I did observe, above, that population overshoot would not happen unless there was something else going on. Well, one of those "something else" things is human behaviour. Presently carrying capacity is greatly augmented by the combustion of fossil fuels. If the international community imposed a cultural shift that abruptly turns off the supply of fossil fuels then that would dramatically decrease carrying capacity. That would put us into a position of missive population overshoot!

On the other hand, if carrying capacity declines slowly as the supply of readily available oil slowly runs down, then the overshoot will be far less dramatic. Those versed in calculus might like to do the calculation themselves.

Defining overpopulation

If we define overpopulation as being higher than carrying capacity, perhaps it is a myth. But that would also be a stupid definition.

My definition of overpopulation is a population higher than that which optimizes well being for the majority of people.

Given that the human animal is a small-group animal, we can safely say that when we impinge significantly upon the well being of other species, we are well past being overpopulated.

Others, like Megan Scudellari, define overpopulation as:

"Fears about overpopulation began with Reverend Thomas Malthus in 1798, who predicted that unchecked exponential population growth would lead to famine and poverty."
Actually, Malthus wasn't just predicting some poverty and famine, rather he was also explaining how the poverty and famine of his time was caused by overpopulation. In the true spirit of Malthus (not the Scudellari distortion) I would say that a good functional definition of overpopulation would be the existence of poverty. (Famine being a type of poverty.) There is plenty of poverty today.
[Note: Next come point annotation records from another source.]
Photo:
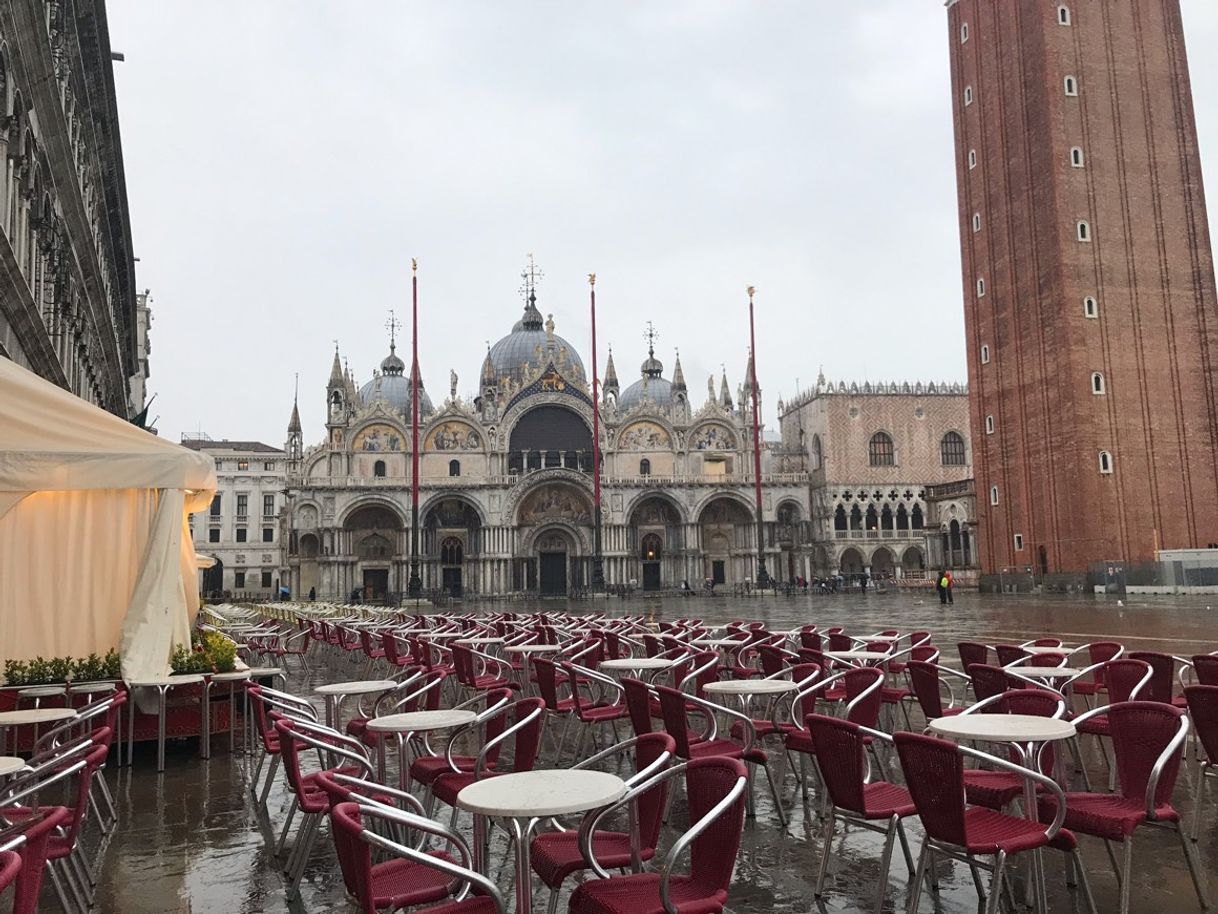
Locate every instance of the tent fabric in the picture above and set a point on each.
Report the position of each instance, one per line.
(95, 550)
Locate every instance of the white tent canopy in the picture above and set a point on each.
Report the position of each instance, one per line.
(95, 550)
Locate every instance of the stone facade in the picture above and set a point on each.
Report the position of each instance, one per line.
(241, 529)
(506, 501)
(67, 278)
(872, 452)
(1089, 283)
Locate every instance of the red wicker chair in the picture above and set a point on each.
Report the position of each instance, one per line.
(1147, 741)
(716, 787)
(876, 806)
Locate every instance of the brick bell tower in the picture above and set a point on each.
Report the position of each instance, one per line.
(1089, 283)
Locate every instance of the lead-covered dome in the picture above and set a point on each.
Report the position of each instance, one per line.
(652, 386)
(392, 388)
(525, 349)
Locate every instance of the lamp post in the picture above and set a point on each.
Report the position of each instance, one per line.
(763, 575)
(598, 570)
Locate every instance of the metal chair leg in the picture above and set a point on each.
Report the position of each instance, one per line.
(1190, 854)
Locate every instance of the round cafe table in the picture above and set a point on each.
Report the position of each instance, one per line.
(1027, 734)
(337, 692)
(32, 717)
(162, 686)
(403, 726)
(525, 797)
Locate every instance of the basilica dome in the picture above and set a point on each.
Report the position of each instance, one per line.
(392, 388)
(525, 349)
(652, 386)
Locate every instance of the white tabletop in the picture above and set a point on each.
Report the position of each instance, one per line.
(750, 686)
(91, 687)
(261, 672)
(636, 663)
(42, 691)
(541, 792)
(180, 679)
(420, 720)
(1004, 728)
(1045, 672)
(34, 715)
(361, 686)
(870, 656)
(234, 676)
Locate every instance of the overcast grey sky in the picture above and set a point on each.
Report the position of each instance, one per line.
(285, 161)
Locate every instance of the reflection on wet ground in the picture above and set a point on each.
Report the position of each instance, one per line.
(191, 840)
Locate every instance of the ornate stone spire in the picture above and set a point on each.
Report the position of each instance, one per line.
(336, 368)
(610, 383)
(677, 374)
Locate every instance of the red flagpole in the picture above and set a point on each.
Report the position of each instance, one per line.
(598, 577)
(763, 577)
(415, 584)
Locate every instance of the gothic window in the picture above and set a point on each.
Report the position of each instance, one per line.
(951, 450)
(855, 518)
(881, 451)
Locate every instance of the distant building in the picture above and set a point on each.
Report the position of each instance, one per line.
(1090, 307)
(873, 453)
(67, 277)
(143, 350)
(241, 529)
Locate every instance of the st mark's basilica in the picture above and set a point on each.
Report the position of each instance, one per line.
(506, 501)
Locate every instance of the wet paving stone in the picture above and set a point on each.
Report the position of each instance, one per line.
(194, 841)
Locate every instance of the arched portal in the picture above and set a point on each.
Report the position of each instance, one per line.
(727, 536)
(374, 535)
(452, 531)
(850, 562)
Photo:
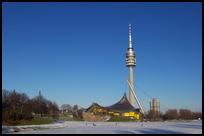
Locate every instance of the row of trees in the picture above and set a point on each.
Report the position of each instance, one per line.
(75, 110)
(18, 106)
(184, 114)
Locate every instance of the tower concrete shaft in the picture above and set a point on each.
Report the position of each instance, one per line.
(131, 96)
(130, 62)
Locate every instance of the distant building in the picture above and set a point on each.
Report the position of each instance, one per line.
(155, 108)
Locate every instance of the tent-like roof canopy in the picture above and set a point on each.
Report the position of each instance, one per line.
(123, 105)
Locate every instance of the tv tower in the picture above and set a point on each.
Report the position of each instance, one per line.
(130, 62)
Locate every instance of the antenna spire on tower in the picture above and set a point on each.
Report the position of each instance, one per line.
(130, 36)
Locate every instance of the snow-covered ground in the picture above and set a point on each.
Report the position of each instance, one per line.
(79, 127)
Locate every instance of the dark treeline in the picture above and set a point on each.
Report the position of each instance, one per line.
(18, 106)
(173, 114)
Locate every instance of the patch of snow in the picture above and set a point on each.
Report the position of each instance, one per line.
(84, 127)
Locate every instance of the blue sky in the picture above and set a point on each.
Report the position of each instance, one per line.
(75, 52)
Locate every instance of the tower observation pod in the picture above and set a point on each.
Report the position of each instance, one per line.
(130, 62)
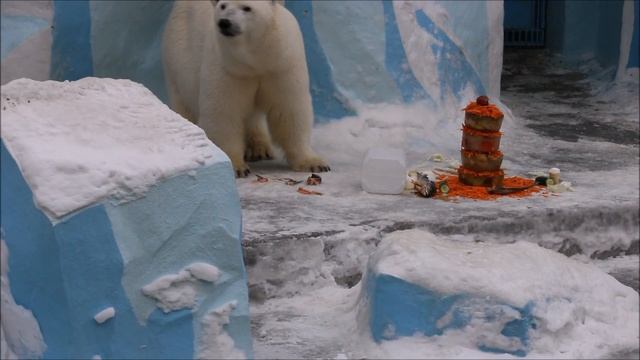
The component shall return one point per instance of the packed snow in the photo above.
(214, 342)
(180, 291)
(306, 254)
(105, 315)
(573, 303)
(104, 138)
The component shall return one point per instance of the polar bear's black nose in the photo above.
(224, 24)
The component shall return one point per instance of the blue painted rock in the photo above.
(514, 298)
(122, 224)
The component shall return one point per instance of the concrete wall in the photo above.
(358, 51)
(586, 29)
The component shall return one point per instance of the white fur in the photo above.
(229, 85)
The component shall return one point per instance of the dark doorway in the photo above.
(525, 23)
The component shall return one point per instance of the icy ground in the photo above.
(305, 254)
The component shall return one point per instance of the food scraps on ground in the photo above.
(525, 187)
(423, 186)
(290, 181)
(304, 191)
(314, 179)
(262, 179)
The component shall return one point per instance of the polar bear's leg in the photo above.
(225, 103)
(258, 139)
(290, 119)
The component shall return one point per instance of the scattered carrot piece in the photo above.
(460, 190)
(304, 191)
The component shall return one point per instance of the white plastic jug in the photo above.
(384, 171)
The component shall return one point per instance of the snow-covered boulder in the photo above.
(123, 225)
(518, 299)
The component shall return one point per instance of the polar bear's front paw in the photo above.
(258, 150)
(312, 164)
(242, 170)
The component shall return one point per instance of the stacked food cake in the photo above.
(481, 157)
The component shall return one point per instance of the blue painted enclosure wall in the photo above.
(367, 40)
(358, 51)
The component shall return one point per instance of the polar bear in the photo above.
(229, 66)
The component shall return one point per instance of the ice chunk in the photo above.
(105, 315)
(179, 291)
(509, 298)
(214, 341)
(384, 171)
(204, 271)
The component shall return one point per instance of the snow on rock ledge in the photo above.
(517, 298)
(126, 192)
(79, 142)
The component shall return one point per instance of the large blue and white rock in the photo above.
(518, 299)
(123, 226)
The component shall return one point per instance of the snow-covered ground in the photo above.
(306, 254)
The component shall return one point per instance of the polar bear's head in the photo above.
(237, 17)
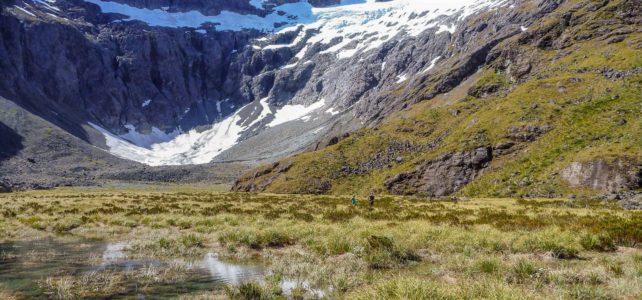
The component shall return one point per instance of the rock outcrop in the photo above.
(609, 175)
(441, 176)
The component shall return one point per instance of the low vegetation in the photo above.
(402, 248)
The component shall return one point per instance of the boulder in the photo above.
(603, 174)
(442, 176)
We can safely say that the world is overpopulated.

Was Joel Cohen hoodwinked by Scudellari?

In the comments on the Scudellari article, Joe Bish of the Population Media Center wonders:
One is left to wonder if Mr Cohen was aware which 'myth' Ms Scudellari's article purported to bust when he agreed to be quoted as supportive of her view. There were only one billion of us a mere 220 years ago; by the end of this century, there will be some 11 or 12 billion people struggling for survival in a planet ravaged by climate change and resource depletion. Yet even today the issue of overpopulation is not openly discussed and as such does not feature in the decision-making of couples when considering how many children to have."
If he has been misrepresented, Joel Cohen needs to pipe up.

The wonder of unintended consequences

Are unintended consequences a law of nature? For example, while education can help to generate knowledge, it also empowers those who market anti-knowledge. From the trends that I have observed over my lifetime, I gather an impression that knowledge will saturate before anti-knowledge. Perhaps that is also something that might be viewed in the context of carrying capacity?